日立製作所のSANストレージ「Hitachi Virtual Storage Platform」(VSP)は、ミッドレンジモデル(全10モデル)と、ハイエンドモデル(全3モデル)で構成する。ハイブリッド構成の「VSP Gシリーズ」と、オールフラッシュ構成として価格を抑えた「VSP Fシリーズ」がある。Fシリーズは、GシリーズからILM(階層型ストレージ管理)機能やストレージ仮想化機能を省いている。

Hitachi Virtual Storage Platform(VSP)の外観
(左はミッドレンジ最上位モデルの「F900」、右はミッドレンジ最下位モデルの「G130」)
[画像のクリックで拡大表示]

 ミッドレンジモデルの商品構成は、ハイブリッド構成6モデル(G130、G150、G350、G370、G700、G900)、オールフラッシュ構成4モデル(F350、F370、F700、F900)で構成。ハイエンドモデルは、ハイブリッド構成2モデル(G1000、G1500)、オールフラッシュ構成1モデル(F1500)。

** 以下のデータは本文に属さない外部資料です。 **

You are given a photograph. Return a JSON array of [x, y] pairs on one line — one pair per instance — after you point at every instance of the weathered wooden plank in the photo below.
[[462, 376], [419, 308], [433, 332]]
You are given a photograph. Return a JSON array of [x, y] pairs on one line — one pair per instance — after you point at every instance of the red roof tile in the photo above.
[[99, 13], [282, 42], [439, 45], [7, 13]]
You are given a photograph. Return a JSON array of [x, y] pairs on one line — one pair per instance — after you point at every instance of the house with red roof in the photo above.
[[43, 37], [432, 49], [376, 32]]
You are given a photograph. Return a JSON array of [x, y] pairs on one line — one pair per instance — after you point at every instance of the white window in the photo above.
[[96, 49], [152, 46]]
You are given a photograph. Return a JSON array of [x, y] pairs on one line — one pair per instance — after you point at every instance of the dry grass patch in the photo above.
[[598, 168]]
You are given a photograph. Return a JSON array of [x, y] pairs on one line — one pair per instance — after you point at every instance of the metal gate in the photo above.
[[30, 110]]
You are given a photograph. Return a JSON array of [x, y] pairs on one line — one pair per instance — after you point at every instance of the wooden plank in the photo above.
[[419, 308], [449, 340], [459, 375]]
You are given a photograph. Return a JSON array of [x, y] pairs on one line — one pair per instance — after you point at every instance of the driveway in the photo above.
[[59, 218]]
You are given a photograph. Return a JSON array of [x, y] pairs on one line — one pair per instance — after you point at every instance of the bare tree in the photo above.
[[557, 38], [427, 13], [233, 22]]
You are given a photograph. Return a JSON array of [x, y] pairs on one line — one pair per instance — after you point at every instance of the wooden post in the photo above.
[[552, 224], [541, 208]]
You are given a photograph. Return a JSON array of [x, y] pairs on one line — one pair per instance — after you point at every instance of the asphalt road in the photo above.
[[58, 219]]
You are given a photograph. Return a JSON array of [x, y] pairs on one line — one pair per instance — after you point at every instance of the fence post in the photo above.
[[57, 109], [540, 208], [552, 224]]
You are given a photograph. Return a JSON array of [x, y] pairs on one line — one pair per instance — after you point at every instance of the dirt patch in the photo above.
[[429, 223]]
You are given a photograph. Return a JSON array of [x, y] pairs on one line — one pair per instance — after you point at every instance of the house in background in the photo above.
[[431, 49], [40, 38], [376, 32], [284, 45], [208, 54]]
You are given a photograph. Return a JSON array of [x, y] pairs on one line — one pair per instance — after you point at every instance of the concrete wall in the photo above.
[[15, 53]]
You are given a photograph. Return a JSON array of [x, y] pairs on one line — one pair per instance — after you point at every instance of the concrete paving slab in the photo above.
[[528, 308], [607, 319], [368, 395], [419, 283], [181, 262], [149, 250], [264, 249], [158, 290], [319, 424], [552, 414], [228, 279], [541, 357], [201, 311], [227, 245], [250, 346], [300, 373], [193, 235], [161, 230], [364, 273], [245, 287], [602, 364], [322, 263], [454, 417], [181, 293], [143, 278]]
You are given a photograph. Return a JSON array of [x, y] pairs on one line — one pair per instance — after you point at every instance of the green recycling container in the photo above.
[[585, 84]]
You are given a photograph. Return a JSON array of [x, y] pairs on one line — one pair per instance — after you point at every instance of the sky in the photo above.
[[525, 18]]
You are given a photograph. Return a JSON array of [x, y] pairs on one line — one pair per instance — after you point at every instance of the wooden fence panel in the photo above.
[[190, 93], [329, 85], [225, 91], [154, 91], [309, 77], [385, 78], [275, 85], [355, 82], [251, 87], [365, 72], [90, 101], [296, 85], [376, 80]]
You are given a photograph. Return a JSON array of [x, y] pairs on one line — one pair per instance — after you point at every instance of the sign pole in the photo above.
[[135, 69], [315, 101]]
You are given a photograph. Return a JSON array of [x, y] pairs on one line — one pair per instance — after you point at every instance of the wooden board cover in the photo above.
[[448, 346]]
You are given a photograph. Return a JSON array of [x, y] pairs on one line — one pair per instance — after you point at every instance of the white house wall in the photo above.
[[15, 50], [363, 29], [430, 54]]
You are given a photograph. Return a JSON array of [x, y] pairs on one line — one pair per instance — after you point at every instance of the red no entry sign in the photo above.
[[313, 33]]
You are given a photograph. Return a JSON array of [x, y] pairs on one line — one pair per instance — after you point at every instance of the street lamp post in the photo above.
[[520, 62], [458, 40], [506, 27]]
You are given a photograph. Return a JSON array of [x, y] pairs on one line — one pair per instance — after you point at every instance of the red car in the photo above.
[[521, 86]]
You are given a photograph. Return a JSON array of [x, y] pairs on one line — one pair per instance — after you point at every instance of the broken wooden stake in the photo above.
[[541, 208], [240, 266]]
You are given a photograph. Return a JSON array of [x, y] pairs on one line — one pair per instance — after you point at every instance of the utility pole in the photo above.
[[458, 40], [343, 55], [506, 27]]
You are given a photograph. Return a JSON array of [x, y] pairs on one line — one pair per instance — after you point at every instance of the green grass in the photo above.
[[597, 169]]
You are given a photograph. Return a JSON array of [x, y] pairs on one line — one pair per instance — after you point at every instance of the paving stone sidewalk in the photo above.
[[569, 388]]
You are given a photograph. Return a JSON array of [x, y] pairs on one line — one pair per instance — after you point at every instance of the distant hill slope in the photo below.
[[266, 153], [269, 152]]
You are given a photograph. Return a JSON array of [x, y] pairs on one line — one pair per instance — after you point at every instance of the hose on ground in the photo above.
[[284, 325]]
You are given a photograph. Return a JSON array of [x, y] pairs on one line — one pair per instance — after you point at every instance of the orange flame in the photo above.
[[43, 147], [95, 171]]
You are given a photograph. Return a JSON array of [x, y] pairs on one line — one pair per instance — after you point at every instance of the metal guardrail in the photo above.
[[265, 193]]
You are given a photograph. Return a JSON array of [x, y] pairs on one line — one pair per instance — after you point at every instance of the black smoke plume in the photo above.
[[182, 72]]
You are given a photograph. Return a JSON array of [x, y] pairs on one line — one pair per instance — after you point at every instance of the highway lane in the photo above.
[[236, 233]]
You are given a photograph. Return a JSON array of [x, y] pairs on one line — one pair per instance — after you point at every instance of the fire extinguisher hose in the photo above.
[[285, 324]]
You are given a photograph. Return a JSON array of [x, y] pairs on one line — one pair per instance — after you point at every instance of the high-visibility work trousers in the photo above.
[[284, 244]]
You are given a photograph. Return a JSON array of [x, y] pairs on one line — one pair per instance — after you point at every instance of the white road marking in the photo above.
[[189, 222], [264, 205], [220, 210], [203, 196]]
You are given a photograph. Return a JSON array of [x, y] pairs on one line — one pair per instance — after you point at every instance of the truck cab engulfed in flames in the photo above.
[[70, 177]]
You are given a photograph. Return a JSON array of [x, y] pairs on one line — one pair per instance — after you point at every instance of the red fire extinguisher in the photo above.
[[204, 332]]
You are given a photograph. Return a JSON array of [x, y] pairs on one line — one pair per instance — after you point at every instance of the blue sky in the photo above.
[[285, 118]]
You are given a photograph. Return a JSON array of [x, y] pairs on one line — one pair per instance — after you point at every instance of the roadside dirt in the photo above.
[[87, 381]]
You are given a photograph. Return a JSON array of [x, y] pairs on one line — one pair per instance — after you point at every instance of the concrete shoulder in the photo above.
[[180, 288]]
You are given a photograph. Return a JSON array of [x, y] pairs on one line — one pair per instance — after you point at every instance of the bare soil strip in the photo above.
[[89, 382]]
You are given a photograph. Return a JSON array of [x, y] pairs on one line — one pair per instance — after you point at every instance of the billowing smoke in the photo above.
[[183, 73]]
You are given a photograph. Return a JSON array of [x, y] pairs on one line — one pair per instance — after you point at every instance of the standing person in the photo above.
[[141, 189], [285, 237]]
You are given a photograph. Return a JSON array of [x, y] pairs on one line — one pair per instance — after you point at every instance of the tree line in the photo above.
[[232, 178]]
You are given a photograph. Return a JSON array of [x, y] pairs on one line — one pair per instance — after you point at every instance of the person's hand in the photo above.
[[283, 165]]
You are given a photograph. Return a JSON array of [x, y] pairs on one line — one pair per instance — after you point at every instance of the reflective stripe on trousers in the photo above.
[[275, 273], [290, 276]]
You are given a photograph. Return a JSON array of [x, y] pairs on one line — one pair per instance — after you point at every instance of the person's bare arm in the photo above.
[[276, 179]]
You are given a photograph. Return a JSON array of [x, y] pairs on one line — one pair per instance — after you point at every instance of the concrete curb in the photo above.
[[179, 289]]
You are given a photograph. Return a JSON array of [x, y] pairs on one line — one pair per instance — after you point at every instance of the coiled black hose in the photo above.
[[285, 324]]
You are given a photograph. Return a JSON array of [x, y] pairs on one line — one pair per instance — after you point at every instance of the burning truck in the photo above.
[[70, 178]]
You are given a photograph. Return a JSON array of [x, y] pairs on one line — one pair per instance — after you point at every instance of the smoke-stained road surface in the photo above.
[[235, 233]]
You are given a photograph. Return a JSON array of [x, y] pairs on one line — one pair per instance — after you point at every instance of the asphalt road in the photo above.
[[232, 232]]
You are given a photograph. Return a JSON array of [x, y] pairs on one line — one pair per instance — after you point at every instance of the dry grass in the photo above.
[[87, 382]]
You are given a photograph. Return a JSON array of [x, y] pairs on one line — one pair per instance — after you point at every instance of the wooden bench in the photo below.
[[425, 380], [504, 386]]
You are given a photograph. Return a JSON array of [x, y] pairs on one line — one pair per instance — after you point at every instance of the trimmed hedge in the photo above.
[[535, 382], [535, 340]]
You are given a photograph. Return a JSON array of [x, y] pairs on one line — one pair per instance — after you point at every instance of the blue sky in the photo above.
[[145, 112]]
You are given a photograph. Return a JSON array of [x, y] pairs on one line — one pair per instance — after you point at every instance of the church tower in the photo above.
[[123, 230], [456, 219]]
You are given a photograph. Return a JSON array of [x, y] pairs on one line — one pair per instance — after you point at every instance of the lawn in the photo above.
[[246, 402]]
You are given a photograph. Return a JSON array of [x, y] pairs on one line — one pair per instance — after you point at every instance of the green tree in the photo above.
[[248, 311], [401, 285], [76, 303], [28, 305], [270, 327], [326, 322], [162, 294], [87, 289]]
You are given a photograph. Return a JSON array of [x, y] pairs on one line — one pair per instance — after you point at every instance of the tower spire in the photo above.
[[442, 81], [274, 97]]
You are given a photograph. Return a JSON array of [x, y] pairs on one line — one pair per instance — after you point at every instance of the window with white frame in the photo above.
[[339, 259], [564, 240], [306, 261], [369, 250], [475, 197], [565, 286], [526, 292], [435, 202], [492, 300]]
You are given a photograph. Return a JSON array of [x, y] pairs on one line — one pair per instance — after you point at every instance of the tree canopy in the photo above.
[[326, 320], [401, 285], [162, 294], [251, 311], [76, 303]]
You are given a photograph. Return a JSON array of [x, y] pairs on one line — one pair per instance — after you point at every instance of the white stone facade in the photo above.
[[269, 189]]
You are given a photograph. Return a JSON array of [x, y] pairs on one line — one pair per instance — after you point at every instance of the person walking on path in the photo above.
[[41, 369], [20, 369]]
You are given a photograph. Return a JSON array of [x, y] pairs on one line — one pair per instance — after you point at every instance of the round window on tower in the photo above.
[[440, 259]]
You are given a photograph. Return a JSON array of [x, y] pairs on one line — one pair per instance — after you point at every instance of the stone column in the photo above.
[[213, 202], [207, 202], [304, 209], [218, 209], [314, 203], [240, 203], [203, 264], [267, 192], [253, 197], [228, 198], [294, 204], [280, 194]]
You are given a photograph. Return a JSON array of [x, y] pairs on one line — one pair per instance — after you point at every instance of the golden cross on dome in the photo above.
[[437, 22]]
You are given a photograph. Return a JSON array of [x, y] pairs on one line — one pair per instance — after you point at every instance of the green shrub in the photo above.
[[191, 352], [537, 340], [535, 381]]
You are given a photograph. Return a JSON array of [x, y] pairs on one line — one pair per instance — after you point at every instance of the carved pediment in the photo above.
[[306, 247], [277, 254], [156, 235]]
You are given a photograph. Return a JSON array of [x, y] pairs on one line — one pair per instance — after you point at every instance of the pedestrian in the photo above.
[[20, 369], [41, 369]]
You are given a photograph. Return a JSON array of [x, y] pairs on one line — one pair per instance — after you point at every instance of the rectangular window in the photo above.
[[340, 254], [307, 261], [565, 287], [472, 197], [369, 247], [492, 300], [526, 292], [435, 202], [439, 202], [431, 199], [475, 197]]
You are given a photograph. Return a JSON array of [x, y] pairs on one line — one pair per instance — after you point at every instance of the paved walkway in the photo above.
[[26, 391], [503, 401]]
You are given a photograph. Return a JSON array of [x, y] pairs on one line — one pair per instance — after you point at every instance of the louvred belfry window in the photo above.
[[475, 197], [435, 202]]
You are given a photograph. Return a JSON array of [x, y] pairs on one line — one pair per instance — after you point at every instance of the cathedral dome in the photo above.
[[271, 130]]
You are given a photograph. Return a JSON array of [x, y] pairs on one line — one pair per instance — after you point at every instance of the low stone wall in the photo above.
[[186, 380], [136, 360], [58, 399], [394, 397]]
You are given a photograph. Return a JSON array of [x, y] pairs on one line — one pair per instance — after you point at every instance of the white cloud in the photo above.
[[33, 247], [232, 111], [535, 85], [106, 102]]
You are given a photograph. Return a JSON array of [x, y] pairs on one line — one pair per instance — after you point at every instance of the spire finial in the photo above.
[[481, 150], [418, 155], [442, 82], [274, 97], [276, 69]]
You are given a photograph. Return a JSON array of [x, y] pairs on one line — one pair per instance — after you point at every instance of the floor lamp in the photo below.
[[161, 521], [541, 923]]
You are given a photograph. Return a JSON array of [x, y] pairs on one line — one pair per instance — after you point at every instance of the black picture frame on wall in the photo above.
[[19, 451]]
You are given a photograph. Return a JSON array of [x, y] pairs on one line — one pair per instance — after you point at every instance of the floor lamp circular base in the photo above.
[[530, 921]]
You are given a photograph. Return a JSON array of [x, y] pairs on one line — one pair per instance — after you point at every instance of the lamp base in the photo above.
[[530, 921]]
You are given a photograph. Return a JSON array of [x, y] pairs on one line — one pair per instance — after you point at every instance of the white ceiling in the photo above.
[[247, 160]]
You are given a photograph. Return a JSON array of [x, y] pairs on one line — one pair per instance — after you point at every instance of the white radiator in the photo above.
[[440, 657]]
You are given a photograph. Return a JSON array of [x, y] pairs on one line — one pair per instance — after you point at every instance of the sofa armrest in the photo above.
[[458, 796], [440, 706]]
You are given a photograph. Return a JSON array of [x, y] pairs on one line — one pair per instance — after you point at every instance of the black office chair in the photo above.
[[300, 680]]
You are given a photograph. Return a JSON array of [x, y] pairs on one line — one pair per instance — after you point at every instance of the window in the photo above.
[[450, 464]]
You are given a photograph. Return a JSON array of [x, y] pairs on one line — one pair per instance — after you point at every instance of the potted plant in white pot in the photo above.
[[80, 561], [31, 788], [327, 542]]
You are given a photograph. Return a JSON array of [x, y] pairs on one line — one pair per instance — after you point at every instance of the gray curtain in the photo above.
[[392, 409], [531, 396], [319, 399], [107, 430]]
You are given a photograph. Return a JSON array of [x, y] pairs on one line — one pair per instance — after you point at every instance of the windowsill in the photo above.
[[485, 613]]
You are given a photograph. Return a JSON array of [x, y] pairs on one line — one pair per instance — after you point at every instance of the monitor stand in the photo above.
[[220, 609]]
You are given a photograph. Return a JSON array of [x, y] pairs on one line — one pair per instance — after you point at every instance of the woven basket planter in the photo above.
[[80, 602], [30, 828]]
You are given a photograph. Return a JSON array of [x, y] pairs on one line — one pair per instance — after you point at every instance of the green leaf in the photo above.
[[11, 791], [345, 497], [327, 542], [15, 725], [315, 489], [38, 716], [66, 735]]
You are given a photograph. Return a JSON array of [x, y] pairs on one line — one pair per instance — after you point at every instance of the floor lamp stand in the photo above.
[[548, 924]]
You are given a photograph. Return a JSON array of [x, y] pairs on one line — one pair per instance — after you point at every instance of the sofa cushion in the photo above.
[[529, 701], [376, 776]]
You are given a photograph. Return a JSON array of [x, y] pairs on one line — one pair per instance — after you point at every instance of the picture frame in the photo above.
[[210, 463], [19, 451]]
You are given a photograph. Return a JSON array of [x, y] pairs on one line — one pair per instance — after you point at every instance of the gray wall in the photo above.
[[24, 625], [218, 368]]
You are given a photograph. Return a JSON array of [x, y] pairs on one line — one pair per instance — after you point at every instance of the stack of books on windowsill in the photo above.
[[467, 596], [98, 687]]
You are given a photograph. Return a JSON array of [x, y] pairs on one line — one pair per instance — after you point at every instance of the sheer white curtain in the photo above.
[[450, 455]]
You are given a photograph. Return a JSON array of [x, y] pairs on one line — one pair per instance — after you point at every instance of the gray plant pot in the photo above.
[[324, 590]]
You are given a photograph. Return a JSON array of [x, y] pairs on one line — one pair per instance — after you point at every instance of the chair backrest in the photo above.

 VSPの直近の機能拡張では、ストレージ内での重複排除・圧縮のやり方を改善した。性能面で有利なポストプロセス方式と、容量削減の面で有利なインライン方式の2つを、更新データの性質に応じて自動的に切り替える。これにより、アクセス性能とストレージ容量の削減を両立させる。

 ポストプロセス方式は、いったんストレージにデータを書き込んでから重複排除・圧縮する。レスポンス性能を確保できるので、日々の業務運用に向く。一方、インライン方式は、キャッシュとストレージを同期させ、まずはキャッシュ上で重複排除・圧縮し、重複していないデータだけをストレージに書き込む。データの移行時や、バッチ処理時など、大量にデータを書き込む用途に向く。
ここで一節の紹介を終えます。